「多すぎる情報は良くない」と言い出す人が歴史上何度もいた話題
ペシミストのアーカイブというお気に入りのツイッターアカウントがあります。
これは過去の新聞や本などから笑えるほどに悲観的な未来予測をとりだして紹介するアカウントで、100年ほど前の人々が「未来はきっとこう悪くなる」と、いま考えると微笑ましい予想を立てている話題をつぶやいてくれます。
そのアカウントが、過去に子供の読書が有害だと主張している人々がいたという記事を紹介していたので軽く翻訳して紹介しました。途中でミュートしていたので知らなかったのですが、だいぶバズったんですね...。
途中で痛恨のタイプミス(1963 → 1863)があるわけですが、1863年の新聞からの抜粋です。
この頃もまた、情報が前の時代に比べて爆発的に増え、新しいコミュニケーションが生まれて人々の自由になる情報量が増え、新しい交通網とともに物流が盛んになっていたわけですが、当時の人のなかにはそれを不安に思っていた人もいるのでしょう。
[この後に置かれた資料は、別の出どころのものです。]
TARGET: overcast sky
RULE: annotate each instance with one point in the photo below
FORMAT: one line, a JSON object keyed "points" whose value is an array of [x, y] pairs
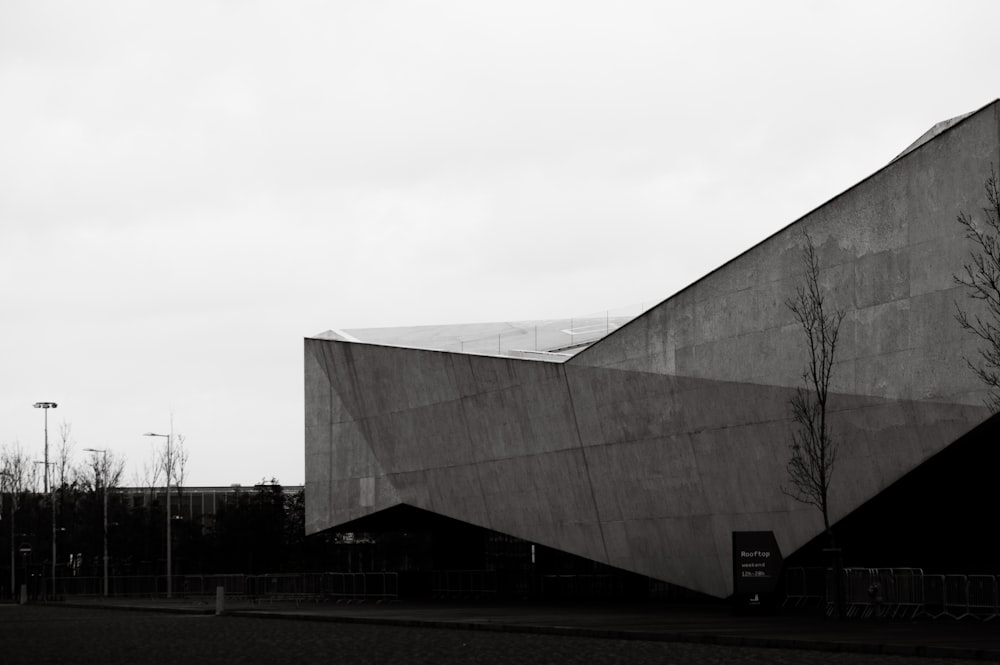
{"points": [[188, 189]]}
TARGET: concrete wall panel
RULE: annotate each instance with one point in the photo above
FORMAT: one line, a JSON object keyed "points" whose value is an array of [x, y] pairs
{"points": [[649, 448]]}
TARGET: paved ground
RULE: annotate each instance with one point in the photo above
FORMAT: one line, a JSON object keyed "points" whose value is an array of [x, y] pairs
{"points": [[59, 634]]}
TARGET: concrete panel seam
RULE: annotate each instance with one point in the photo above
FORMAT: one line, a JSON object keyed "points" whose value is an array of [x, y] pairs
{"points": [[586, 464]]}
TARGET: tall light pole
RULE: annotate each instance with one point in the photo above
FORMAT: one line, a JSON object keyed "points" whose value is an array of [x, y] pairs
{"points": [[169, 470], [7, 474], [52, 499], [102, 477], [45, 406]]}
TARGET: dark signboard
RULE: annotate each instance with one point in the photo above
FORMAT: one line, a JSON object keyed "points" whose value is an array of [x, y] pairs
{"points": [[756, 566]]}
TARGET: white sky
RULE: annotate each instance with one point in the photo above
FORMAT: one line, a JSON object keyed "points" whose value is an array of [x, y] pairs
{"points": [[187, 189]]}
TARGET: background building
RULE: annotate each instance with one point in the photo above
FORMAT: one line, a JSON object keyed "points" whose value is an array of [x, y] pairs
{"points": [[644, 451]]}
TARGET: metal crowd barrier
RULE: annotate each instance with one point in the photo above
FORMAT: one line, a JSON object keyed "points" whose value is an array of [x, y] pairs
{"points": [[906, 593], [981, 593], [463, 584], [879, 592]]}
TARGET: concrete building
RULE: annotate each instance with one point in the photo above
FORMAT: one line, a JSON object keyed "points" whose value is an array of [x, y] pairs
{"points": [[647, 449]]}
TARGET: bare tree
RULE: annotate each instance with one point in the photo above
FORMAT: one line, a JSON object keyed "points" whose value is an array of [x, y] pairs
{"points": [[179, 460], [19, 478], [64, 455], [105, 470], [813, 447], [20, 471], [981, 276]]}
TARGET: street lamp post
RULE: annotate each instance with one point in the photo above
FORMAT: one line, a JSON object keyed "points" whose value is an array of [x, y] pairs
{"points": [[169, 469], [102, 477], [52, 500], [45, 406], [7, 474]]}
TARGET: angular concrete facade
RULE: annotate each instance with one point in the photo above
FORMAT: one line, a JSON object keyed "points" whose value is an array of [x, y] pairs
{"points": [[646, 450]]}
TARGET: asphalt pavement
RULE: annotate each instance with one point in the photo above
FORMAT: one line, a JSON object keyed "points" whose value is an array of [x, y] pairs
{"points": [[706, 626]]}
こうした教導的な記事が新聞にのることもあったわけです。
こうした「情報爆発」と受け取られる現象はなにもインターネット時代だけに起こったものではなく、はるか昔のルネッサンス時代にも言われたことですし、印刷技術の発達によっても言われたことです。
情報爆発という言葉自体が、トフラーが1970年につけたもので、やはりコンピューターやインターネットとは話が直接関わりません。
情報爆発に対する処方箋は?
情報が増え、娯楽が増え、人々がなにかに耽溺しているからといってそれを悪であると決めつけるのは何度も繰り返されてきたことだとはいえ、それじゃあなにもかも自由にさせるのが理想で他になにも考えなくていいのかというと、おそらくそういうわけでもないでしょう。
すべての本やゲームや漫画が無制限によいものなのではなく、本やゲームや漫画のなかにも記憶すべき良いものがあるからすべてを否定してはいけないという基本があるわけで、どちらの論理も行き過ぎては本末転倒になってしまいます。
そして増え続ける情報、どんどんと少なくなる可処分時間についてなにか対策をとれるとしたら、このツイートのなかの見当外れなアドバイスに一周回って行き着きます。
すなわち「考えること」と「本や漫画やゲーム」とのバランスです。無批判にすべての本やゲームがよいものとするのではなく、自分の心を捉えて話さないこれは一体なんなのか?と自分自身に問いかける態度です。
結局の所は、なぜその情報が自分を魅了するのかをメモにとり、情報と自分との関係や距離を測ることが、ただしくその情報を受け取り、自分のものにすることにもつながります。
そういう意味では、このペシミスティックなツイートにも、小さな知恵は含まれていたといっていいでしょう。